Ce fut comme si quelque chose cédait à l’intérieur de Tamerlan. Bold vit que c’était à présent son asura qui parlait par sa bouche, et que c’était une torture. Pas son asura, peut-être, mais son nafs, l’esprit animal qui vivait en lui.
— Ils ne s’en tireront pas aussi facilement ! lança Tamerlan d’une voix rauque. Ils me le paieront ! Ils auront beau faire, ils ne m’échapperont pas ! Allons, lança-t-il avec un geste du bras, regagnez votre détachement !
Puis, quand ils se furent suffisamment éloignés, il murmura à ses gardes :
— Tuez-les, eux, leurs hommes et leurs chevaux. Faites un bûcher, brûlez-les et déplacez notre camp de deux jours à l’est.
Il leva la main.
Le monde explosa.
Ils avaient été frappés par la foudre. Bold se retrouva assis par terre, abasourdi. En regardant autour de lui, il vit que tout le monde était aussi hébété que lui. La tente du khan était en feu et la litière de Tamerlan renversée.
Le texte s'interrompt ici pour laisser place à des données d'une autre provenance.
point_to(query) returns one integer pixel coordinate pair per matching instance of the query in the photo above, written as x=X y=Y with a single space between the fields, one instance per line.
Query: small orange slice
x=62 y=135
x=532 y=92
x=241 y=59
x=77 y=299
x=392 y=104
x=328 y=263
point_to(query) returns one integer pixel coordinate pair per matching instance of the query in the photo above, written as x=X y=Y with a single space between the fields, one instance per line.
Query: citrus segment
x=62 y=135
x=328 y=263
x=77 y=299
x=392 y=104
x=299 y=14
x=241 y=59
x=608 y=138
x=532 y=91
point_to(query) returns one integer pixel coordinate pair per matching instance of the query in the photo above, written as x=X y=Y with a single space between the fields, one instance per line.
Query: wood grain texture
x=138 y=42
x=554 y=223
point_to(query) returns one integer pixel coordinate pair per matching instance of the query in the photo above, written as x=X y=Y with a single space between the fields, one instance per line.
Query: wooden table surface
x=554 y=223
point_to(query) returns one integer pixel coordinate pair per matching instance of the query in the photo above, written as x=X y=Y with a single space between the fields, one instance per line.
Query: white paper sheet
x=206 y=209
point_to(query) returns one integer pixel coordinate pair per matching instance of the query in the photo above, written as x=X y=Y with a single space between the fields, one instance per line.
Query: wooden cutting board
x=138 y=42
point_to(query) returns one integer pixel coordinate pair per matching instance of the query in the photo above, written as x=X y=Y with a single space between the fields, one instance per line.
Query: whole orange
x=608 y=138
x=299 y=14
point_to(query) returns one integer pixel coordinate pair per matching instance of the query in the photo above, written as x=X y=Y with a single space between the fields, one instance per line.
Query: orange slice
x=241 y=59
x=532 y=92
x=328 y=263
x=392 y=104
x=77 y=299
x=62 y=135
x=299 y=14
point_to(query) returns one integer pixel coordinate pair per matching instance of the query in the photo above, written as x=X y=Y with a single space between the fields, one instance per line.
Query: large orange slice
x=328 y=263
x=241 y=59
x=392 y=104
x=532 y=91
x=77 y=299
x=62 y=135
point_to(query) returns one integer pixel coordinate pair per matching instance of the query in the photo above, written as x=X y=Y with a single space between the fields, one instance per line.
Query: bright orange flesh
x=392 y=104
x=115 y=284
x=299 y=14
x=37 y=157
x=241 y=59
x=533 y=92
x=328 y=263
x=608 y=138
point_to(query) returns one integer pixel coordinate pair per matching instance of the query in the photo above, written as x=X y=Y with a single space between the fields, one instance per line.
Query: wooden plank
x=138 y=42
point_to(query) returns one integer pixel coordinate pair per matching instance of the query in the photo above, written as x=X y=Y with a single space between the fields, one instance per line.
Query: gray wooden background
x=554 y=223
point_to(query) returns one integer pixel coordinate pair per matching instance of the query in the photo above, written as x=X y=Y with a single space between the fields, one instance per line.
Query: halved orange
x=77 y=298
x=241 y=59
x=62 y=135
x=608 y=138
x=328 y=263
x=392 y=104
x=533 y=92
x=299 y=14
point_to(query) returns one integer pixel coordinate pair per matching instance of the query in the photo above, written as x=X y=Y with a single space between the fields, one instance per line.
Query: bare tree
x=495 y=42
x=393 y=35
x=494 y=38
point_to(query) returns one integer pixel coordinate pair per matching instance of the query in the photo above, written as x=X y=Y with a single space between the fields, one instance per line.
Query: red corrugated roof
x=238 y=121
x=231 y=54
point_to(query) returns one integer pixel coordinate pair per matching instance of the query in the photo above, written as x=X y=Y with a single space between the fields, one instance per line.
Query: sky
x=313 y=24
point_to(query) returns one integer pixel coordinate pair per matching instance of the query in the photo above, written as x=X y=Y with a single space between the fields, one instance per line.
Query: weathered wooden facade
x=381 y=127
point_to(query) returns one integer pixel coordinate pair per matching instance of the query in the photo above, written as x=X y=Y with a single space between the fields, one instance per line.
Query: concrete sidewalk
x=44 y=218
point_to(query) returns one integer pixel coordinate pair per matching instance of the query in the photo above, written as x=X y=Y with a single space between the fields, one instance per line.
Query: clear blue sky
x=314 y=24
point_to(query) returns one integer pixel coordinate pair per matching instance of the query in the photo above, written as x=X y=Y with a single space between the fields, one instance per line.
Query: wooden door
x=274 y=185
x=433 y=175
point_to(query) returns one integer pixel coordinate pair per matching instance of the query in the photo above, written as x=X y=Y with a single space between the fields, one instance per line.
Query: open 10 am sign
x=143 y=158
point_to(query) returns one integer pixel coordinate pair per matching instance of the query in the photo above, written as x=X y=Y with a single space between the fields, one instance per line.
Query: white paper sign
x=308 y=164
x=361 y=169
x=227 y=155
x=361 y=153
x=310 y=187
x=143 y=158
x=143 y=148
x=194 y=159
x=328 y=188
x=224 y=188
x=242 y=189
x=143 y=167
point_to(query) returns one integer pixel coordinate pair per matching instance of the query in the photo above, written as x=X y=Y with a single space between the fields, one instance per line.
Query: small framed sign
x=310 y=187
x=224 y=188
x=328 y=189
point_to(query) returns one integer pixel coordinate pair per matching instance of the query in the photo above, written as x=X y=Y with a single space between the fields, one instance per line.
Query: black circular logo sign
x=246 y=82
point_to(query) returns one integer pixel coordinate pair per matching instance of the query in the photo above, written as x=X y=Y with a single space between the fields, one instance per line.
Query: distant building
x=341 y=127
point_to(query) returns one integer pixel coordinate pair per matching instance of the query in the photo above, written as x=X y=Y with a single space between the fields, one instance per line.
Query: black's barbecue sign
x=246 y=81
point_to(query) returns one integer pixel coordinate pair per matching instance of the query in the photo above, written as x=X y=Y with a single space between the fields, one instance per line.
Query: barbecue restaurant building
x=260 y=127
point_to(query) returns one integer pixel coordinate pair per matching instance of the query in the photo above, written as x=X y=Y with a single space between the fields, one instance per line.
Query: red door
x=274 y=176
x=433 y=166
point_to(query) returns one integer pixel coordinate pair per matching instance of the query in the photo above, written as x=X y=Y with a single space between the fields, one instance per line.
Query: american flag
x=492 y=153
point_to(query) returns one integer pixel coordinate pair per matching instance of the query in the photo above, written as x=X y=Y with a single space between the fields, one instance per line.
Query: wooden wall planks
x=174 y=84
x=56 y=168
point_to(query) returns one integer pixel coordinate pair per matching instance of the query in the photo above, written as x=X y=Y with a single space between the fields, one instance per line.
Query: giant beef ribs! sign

Ses porteurs se tordaient de douleur, et le khan lui-même avait un genou en terre, les mains crispées sur la poitrine. Certains de ses hommes coururent vers lui. Un nouvel éclair s’abattit sur eux.
Bold se releva à tâtons et s’enfuit. Il regarda par-dessus son épaule et aperçut des images résiduelles vertes, palpitantes, vit le nafs noir de Tamerlan s’échapper de sa bouche en longues traînées sombres qui se fondirent dans la nuit. Tamerlan, le Boiteux de Fer, était abandonné, à la fois par son asura et par son nafs. Son écorce vide tomba à terre, sous la pluie. Bold courut vers l’est, dans les ténèbres. Nous ne savons pas dans quelle direction Psin alla, ni ce qu’il advint de lui. Quant à Bold, nous verrons cela au chapitre suivant.
2
Toute cette nuit-là Bold courut vers l’est, se frayant un passage dans la forêt luxuriante sous une pluie battante, gravissant les collines les plus escarpées qu’il trouvait, pour échapper aux cavaliers qui auraient pu le suivre. Personne ne devait être trop impatient de poursuivre un pestiféré en puissance, mais on pouvait toujours le tirer à l’arc, comme un lapin, et il voulait disparaître de leur monde à tout jamais. Sans cette tempête surnaturelle, il serait certainement mort, en route vers une nouvelle existence : il l’était maintenant, de toute façon. Complètement. Parti, parti, parti au-delà, parti complètement au-delà.
Il marcha tout le lendemain, et la nuit suivante. L’aube du deuxième jour le trouva en train de franchir précipitamment la Porte de Moravie. Il sentait que personne n’oserait l’y suivre. Une fois dans la plaine magyare, il prit vers le sud, vers une forêt de gros chênes. Dans la lumière humide du matin, il trouva un arbre couché à terre et s’insinua profondément entre ses racines pour passer le reste de la journée à l’abri.